Ayanna Pressley, formerly a Boston City Councilwoman, won a House seat last November. (Photo by Scott Eisen/Getty Images)

(CNSNews.com) - H.R. 1, a massive voting rights/election security/campaign finance/ethics bill now making its way through the House of Representatives, would make "significant changes to the operation of federal elections by states," according to a summary produced by the Congressional Budget Office.

The bill does not allow 16-year-olds to vote, but Democrats are offering amendments that would do just that.

Reps. Ayanna Pressley (D-Mass.) and Grace Meng (D-N.Y.) introduced their amendments Tuesday night before the House Rules Committee. Both lawmakers pointed to the activism of young gun control advocates as one of the reasons for lowering the voting age:

 

"I am here tonight...because across this nation, young people are leading the way, which has been the case for every social movement throughout our history," Rep. Pressley told the Rules Committee:

"They are organizing and mobilizing and calling us to action, making plain the high stakes the next generation faces -- from gun violence, to climate change, to the future of work, to the solvency of Social Security."

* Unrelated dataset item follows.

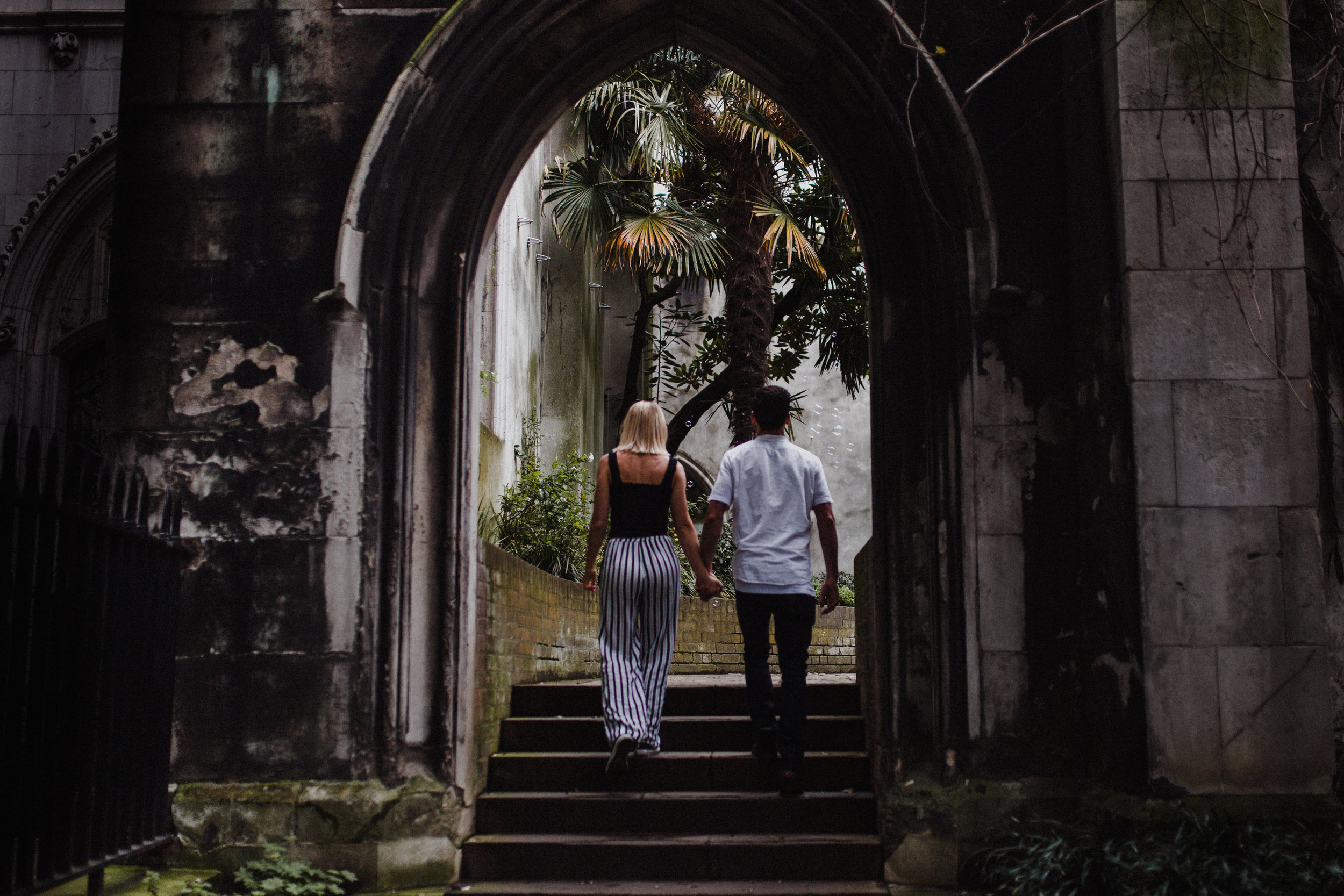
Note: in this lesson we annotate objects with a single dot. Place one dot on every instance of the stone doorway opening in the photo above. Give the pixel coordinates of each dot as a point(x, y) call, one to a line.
point(432, 189)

Pressley pointed to one of her young constituents who "has been at the forefront of the March for Our Lives Movement to stem the tide of gun violence."

"It is young people...who march, organize, and remind us daily in the halls of this institution what's at stake and just how high those stakes are," Pressley said.

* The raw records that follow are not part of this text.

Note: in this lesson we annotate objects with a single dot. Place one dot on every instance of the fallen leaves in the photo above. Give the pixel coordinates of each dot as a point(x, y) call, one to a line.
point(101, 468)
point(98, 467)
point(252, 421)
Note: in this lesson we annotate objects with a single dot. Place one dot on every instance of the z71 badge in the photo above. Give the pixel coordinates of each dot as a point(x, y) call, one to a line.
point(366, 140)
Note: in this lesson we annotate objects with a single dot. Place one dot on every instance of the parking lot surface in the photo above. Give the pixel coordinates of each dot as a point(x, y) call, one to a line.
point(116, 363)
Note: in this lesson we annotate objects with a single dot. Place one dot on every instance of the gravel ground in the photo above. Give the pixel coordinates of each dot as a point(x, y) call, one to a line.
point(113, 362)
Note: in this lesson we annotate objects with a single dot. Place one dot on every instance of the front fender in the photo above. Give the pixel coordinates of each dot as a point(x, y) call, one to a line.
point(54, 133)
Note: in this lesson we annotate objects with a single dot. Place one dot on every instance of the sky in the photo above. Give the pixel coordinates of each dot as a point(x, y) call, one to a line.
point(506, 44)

Rep. Meng, a cosponsor of Pressley's amendment, also pointed to student gun control activists in making her argument for 16-year-olds to vote:

"It is only right and fair to allow 16- and 17-year-olds a voice in our democracy," Meng said.

"Throughout our nation's history, from the Vietnam War-era movements that sparked the 26th Amendment, to the Parkland students who reignited the gun violence prevention movement, the power of youth activism has profoundly impacted social and political movements in the United States, and it's time their votes count, too," Meng said.

Both Pressley and Meng argued that 16-year-olds are permitted to drive cars, get jobs, and pay taxes, and therefore, they should be permitted to vote.

Meng introduced two additional amendments, to "ensure greater cultural competency with respect to poll worker training."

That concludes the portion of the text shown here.